Symptom
In certain vPC designs on EP move between different vPC pairs of Leaves, the old vPC peer might publish an EP DELETE to COOP after the new vPC pair have already published an ADD.
This will cause the EP entry to be deleted from the COOP DB on Spines, which in turn will cause the traffic sent to Spine-proxy to be blackholed until the new pair refreshes the EP in COOP (which might take up to 1 hour).
Conditions
The issue was seen in a certain design:
- Blade chassis with two blade switches attached to two separate vPC pairs of Leaves: BSW-A to 101/102 and BSW-B to 103/104
- When one of the vPCs (to which the EP was pinned from the Blade chassis side) went down, from the Blade chassis side the failover happened to another vPC, which goes to different pair of Leaves.
Workaround
- Clear the EP entry on the new vPC pair to make it re-publish the EP again into COOP:
vsh -c "clear system internal epm endpoint key vrf EXAMPLE_TX:EXAMPLE_VRF ip 192.0.2.100"

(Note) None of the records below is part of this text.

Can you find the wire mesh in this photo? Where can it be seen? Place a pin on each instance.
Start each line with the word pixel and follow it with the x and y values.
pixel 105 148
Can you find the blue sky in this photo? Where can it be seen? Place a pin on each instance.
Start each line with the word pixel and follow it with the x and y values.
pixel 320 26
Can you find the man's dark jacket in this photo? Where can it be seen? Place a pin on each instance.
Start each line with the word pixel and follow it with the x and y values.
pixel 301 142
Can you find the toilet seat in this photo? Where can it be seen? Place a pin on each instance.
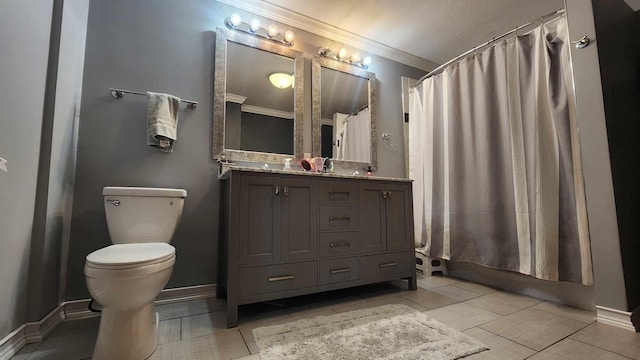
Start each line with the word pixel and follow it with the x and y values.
pixel 130 256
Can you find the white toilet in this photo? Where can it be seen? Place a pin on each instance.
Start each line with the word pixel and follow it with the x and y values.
pixel 126 277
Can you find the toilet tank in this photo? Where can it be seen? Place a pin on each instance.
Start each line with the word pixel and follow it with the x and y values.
pixel 142 215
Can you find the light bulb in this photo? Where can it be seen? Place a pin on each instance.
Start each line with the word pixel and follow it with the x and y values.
pixel 255 24
pixel 281 80
pixel 288 36
pixel 235 20
pixel 273 30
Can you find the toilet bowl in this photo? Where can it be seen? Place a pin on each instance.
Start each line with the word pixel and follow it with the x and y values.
pixel 126 277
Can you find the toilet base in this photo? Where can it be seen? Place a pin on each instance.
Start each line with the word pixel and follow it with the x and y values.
pixel 127 334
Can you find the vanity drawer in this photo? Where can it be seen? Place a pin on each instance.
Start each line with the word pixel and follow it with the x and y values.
pixel 338 218
pixel 338 193
pixel 385 264
pixel 338 270
pixel 274 278
pixel 338 243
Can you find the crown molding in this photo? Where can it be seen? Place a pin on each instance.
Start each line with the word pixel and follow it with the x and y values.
pixel 267 112
pixel 302 22
pixel 238 99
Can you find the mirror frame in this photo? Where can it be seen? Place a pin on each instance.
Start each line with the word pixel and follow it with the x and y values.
pixel 317 63
pixel 223 36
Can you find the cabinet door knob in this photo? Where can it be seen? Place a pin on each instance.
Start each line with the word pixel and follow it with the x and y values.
pixel 340 244
pixel 280 278
pixel 388 264
pixel 339 218
pixel 339 271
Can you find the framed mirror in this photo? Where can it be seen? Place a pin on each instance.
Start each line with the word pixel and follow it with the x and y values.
pixel 257 116
pixel 344 114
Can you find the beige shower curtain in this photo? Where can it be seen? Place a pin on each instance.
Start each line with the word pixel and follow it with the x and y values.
pixel 494 153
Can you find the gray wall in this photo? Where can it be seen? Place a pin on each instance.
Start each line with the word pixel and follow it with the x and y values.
pixel 25 27
pixel 603 227
pixel 168 46
pixel 617 32
pixel 57 157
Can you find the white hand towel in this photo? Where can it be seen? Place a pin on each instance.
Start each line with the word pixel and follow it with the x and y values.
pixel 162 120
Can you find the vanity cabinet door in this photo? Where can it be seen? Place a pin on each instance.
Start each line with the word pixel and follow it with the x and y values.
pixel 385 218
pixel 399 220
pixel 259 231
pixel 299 219
pixel 373 224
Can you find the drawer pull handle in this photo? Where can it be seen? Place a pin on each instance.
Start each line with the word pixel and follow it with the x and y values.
pixel 339 271
pixel 344 243
pixel 339 218
pixel 388 264
pixel 280 278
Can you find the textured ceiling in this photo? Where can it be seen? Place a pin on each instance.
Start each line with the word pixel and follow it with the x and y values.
pixel 436 30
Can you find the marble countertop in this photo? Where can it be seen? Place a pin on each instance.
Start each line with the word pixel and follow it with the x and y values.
pixel 228 168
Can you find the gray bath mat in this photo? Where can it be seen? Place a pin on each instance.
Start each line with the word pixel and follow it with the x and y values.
pixel 386 332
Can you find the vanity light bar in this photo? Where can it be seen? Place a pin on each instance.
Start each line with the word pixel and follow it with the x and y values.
pixel 272 33
pixel 342 55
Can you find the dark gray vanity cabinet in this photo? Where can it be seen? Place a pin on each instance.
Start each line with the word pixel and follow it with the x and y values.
pixel 278 220
pixel 284 235
pixel 385 217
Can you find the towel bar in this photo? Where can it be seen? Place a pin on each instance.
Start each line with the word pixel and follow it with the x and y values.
pixel 119 94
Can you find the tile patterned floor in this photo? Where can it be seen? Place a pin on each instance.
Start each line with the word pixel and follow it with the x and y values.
pixel 512 326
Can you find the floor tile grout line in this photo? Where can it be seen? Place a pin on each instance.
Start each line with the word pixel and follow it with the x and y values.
pixel 601 348
pixel 566 317
pixel 566 337
pixel 513 341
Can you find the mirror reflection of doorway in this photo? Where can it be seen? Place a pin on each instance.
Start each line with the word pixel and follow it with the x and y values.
pixel 328 140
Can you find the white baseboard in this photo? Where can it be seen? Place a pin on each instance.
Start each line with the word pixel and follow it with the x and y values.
pixel 187 293
pixel 12 343
pixel 79 309
pixel 37 331
pixel 613 317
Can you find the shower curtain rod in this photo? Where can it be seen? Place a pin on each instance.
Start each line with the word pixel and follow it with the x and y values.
pixel 475 48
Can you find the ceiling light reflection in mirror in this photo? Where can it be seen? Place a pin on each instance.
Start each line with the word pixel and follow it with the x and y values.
pixel 259 116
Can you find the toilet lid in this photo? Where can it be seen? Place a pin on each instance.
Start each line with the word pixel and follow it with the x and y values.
pixel 128 255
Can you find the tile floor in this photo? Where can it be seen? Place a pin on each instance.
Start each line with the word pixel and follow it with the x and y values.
pixel 512 326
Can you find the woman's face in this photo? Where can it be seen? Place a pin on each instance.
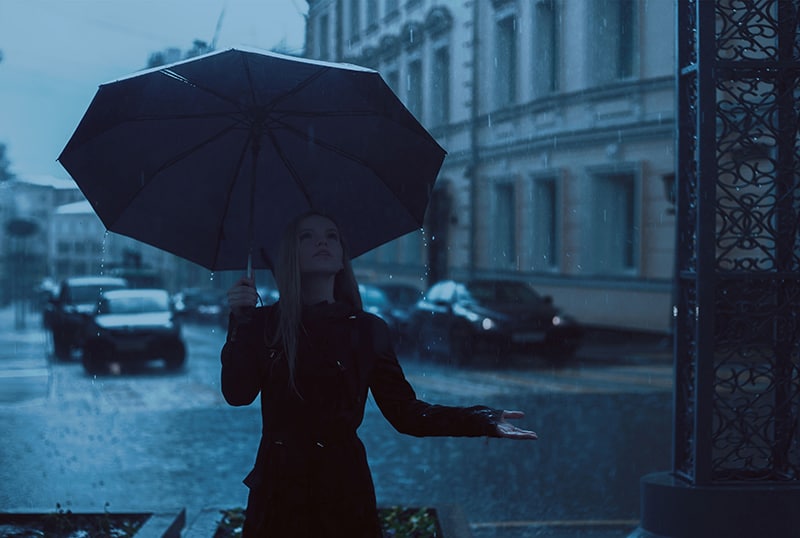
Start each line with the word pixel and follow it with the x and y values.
pixel 318 246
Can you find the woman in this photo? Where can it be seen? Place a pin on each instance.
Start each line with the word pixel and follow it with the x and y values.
pixel 313 356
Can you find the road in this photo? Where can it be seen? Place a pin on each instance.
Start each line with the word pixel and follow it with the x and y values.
pixel 149 438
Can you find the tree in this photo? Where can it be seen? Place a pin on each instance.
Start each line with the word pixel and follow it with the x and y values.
pixel 5 165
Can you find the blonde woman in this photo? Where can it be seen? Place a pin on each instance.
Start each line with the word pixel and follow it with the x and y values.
pixel 313 356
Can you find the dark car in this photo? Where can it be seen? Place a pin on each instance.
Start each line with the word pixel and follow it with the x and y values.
pixel 403 299
pixel 460 319
pixel 67 312
pixel 375 301
pixel 202 305
pixel 134 325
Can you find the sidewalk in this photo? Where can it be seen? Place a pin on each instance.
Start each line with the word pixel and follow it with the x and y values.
pixel 604 343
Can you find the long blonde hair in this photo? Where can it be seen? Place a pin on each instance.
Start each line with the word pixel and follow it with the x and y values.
pixel 288 279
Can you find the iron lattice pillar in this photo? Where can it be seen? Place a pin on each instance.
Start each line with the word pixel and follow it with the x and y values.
pixel 736 439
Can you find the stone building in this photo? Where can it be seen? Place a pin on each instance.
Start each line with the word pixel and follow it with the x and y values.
pixel 558 117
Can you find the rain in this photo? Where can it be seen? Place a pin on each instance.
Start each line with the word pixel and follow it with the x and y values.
pixel 520 233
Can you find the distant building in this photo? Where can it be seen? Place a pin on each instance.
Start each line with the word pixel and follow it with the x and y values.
pixel 80 245
pixel 24 261
pixel 558 117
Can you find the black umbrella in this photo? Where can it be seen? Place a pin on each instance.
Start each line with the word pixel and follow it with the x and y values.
pixel 211 157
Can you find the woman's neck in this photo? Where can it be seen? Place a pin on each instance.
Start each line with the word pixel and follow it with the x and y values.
pixel 317 289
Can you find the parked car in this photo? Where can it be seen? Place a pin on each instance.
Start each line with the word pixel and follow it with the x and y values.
pixel 403 298
pixel 67 312
pixel 133 325
pixel 460 318
pixel 375 301
pixel 202 305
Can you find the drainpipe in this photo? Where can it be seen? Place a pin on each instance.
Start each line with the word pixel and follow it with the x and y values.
pixel 472 168
pixel 338 29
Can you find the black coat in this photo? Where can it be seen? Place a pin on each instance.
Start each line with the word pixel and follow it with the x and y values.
pixel 311 476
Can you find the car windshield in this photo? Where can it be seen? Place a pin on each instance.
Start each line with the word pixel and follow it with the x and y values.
pixel 134 304
pixel 502 292
pixel 88 294
pixel 373 297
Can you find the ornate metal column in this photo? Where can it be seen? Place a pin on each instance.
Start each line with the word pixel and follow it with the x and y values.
pixel 736 453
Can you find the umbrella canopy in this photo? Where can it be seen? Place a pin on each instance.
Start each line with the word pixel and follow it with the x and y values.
pixel 210 158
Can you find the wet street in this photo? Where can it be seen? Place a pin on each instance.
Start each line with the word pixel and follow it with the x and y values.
pixel 149 438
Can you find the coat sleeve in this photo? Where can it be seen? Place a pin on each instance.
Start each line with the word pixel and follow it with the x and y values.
pixel 399 403
pixel 241 365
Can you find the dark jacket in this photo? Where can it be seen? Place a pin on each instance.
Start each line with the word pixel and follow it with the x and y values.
pixel 311 476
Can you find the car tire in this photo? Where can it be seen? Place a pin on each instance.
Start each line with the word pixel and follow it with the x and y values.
pixel 175 355
pixel 561 351
pixel 61 346
pixel 96 357
pixel 461 342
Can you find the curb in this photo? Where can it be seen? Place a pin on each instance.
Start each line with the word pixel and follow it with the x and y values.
pixel 450 517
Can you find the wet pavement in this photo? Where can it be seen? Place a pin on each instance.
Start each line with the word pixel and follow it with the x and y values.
pixel 167 440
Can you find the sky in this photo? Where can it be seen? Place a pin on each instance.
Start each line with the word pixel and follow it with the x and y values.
pixel 55 53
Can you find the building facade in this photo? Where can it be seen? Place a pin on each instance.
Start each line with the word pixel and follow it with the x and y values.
pixel 558 117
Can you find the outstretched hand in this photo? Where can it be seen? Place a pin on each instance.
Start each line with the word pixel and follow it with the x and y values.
pixel 509 431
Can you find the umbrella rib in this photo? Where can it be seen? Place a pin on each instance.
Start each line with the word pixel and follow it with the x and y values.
pixel 228 197
pixel 329 147
pixel 189 151
pixel 288 165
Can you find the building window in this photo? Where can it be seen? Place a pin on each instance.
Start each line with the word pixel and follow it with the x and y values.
pixel 545 48
pixel 613 234
pixel 392 78
pixel 323 46
pixel 504 227
pixel 505 62
pixel 614 39
pixel 414 88
pixel 543 214
pixel 391 8
pixel 440 102
pixel 355 19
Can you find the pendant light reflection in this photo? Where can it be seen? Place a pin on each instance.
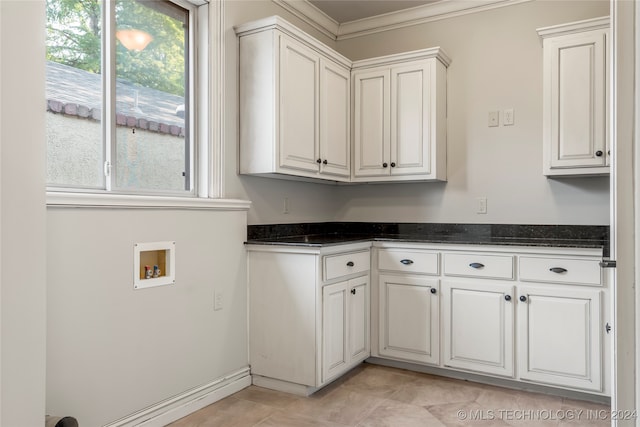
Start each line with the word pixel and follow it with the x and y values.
pixel 134 40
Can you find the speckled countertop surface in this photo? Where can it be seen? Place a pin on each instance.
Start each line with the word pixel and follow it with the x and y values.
pixel 334 233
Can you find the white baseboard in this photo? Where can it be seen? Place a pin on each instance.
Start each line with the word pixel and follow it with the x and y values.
pixel 179 406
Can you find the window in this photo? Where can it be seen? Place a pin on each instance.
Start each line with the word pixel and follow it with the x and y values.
pixel 120 95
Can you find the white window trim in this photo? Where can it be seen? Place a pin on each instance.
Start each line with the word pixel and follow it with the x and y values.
pixel 120 201
pixel 210 156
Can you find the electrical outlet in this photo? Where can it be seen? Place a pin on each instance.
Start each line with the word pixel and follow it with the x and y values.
pixel 217 300
pixel 493 118
pixel 481 206
pixel 507 117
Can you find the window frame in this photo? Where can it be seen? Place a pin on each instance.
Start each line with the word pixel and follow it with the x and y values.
pixel 207 93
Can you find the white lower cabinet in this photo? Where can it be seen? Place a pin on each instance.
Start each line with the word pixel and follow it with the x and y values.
pixel 345 326
pixel 409 318
pixel 527 314
pixel 559 331
pixel 308 314
pixel 533 315
pixel 478 326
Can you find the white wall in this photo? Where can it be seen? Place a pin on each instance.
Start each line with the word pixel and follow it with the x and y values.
pixel 496 64
pixel 22 215
pixel 113 350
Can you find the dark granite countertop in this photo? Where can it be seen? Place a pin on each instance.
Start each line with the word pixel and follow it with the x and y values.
pixel 334 233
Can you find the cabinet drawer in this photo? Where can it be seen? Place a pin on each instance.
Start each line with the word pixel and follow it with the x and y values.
pixel 408 261
pixel 479 265
pixel 345 264
pixel 561 270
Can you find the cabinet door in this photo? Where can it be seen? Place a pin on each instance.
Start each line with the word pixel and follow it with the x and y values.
pixel 359 348
pixel 371 123
pixel 559 336
pixel 410 115
pixel 478 326
pixel 298 106
pixel 335 349
pixel 575 99
pixel 335 113
pixel 409 318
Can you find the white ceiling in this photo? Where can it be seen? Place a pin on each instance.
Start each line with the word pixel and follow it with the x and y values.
pixel 352 10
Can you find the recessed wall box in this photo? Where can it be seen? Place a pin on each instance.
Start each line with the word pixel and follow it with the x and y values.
pixel 154 264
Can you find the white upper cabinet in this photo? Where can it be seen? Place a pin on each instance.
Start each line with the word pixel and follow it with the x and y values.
pixel 299 98
pixel 399 115
pixel 335 130
pixel 296 110
pixel 575 120
pixel 294 104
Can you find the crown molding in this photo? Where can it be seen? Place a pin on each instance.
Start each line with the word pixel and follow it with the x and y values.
pixel 574 27
pixel 312 16
pixel 442 9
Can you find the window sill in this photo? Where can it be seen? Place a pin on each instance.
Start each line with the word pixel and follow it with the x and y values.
pixel 120 201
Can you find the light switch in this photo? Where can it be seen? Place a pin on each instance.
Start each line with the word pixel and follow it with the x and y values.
pixel 493 118
pixel 507 117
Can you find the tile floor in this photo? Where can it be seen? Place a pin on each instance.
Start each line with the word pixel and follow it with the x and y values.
pixel 378 396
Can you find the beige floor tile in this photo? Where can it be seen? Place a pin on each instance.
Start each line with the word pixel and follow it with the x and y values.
pixel 287 420
pixel 397 414
pixel 581 413
pixel 229 412
pixel 341 406
pixel 267 397
pixel 431 390
pixel 378 396
pixel 379 381
pixel 465 414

- If multiple EPs are affected, you might clear all EPs in the VRF:
vsh -c "clear system internal epm endpoint vrf EXAMPLE_TX:EXAMPLE_VRF all"
Further Problem Description
This is a timing issue - if the EP DELETE caused by the port going down on old vPC pair is detected later by COOP than the EP is learned and published from the new vPC pair, the DELETE from the old pair will override the COOP DB entry.
This is an enhancement request to introduce certain checks b/w the COOP and EPM to prevent this issue from happening.